I sogni son desideri
Che si litighi o si rinsaldino alleanze a partire da un romanzo può essere materia di studio per gli uffici marketing editoriali che dovrebbero fare un giro tra i gruppi più sperduti per capire come coinvolgere i lettori. Scoprirebbero storie molto diverse non riducibili a grafici sulle quote di mercato. Quella di Marianna Repele, per esempio, trentanovenne coordinatrice del gruppo di Chiampo (Vicenza), di professione sarta di abiti da sposa insieme alla mamma, laureata in Beni culturali: «La lettura e gli abiti da cerimonia sembrano due cose distanti ma per me non lo sono. Le accomuna la creatività. In fondo come sarta aiuto le persone a sognare altri mondi, proprio come fanno i libri». Durante il lockdown Marianna e gli altri hanno registrato a turno su WhatsApp Il mastino dei Baskerville di Conan Doyle, come fosse un audiolibro casalingo a puntate e a più voci: «Alla fine l’ho anche passato a mia zia che era a casa sola, per farle compagnia». Anche Clara Acerbi, proprietaria ad Aosta della libreria “à la Page” dove coordina la sera un gruppo di 12 lettrici ha realizzato un desiderio: «Il sogno di mia madre era aprire una libreria ma non c’era riuscita. Un giorno passeggiando abbiamo visto una profumeria in vendita e abbiamo pensato: è arrivato il momento». La madre di Clara è una professoressa di francese: «È diventata “il capo supremo” del gruppo di lettura”. Clara ride con affetto. Maria Gabriella Caruso, medico nutrizionista, da anni faro dell’associazione barese “Donne in corriera… visite alle cantine dei libri” ha invece saputo trasformare gli incontri sul terrazzo di casa in una realtà che coinvolge 150 donne e che organizza tra le tante cose viaggi letterari ribattezzati BookandParty. Ma è Elena Loewenthal, scrittrice e direttrice del prestigioso Circolo dei lettori di Torino a restituire l’atmosfera di uno dei luoghi più amati della città, dove si va a nutrirsi di cultura ma anche a passare tempo, incontrare amici, lavorare al computer.

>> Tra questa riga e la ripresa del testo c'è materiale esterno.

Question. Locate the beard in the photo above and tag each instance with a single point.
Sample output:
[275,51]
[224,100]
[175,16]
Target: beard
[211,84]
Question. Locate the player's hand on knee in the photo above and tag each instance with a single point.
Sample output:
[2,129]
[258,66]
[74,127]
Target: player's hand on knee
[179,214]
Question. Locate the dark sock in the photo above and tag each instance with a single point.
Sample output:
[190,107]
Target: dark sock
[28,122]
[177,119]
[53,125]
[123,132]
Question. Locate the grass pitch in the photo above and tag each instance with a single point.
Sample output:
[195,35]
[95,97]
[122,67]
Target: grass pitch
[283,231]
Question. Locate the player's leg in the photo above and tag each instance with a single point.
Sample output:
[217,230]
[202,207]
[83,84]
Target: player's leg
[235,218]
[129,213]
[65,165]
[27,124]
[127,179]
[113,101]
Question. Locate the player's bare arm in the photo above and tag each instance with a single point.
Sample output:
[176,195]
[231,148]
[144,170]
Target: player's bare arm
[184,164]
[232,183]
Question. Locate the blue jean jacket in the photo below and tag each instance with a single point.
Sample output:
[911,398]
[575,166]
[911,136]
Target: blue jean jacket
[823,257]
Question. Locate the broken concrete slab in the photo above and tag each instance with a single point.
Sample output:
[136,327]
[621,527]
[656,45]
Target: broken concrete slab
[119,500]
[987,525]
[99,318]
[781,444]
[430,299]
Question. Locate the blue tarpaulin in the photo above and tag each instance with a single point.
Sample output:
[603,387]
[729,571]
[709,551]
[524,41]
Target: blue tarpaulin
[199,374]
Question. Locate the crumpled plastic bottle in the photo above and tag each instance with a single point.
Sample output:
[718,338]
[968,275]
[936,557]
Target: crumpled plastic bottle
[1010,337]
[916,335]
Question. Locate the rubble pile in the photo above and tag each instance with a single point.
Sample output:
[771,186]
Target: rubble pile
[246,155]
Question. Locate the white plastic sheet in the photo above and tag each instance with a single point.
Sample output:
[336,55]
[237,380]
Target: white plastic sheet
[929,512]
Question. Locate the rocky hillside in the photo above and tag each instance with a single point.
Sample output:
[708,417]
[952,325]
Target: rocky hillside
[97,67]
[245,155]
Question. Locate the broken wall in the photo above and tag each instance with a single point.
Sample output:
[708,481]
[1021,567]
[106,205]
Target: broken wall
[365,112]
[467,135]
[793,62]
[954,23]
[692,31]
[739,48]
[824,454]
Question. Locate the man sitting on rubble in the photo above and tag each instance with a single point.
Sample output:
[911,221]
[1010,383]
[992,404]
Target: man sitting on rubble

Un luogo incantato, «frequentato dagli studenti e della madame torinesi», ricco di tanti gruppi di lettura, che rappresentano il cuore pulsante delle svariate attività: «Quest’anno ne introdurremo molti nuovi, tra cui uno dedicato alla Bibbia e un altro al social reading. Ne stiamo progettando uno anche sulla lingua dei segni».
A causa del lockdown e del virus tutti i gruppi si sono dovuti fermare. Dopo l’estate anche per loro si aprirà speriamo la Fase 3 e potranno contare su un pubblico nuovo: quello conquistato in Rete nei mesi di chiusura.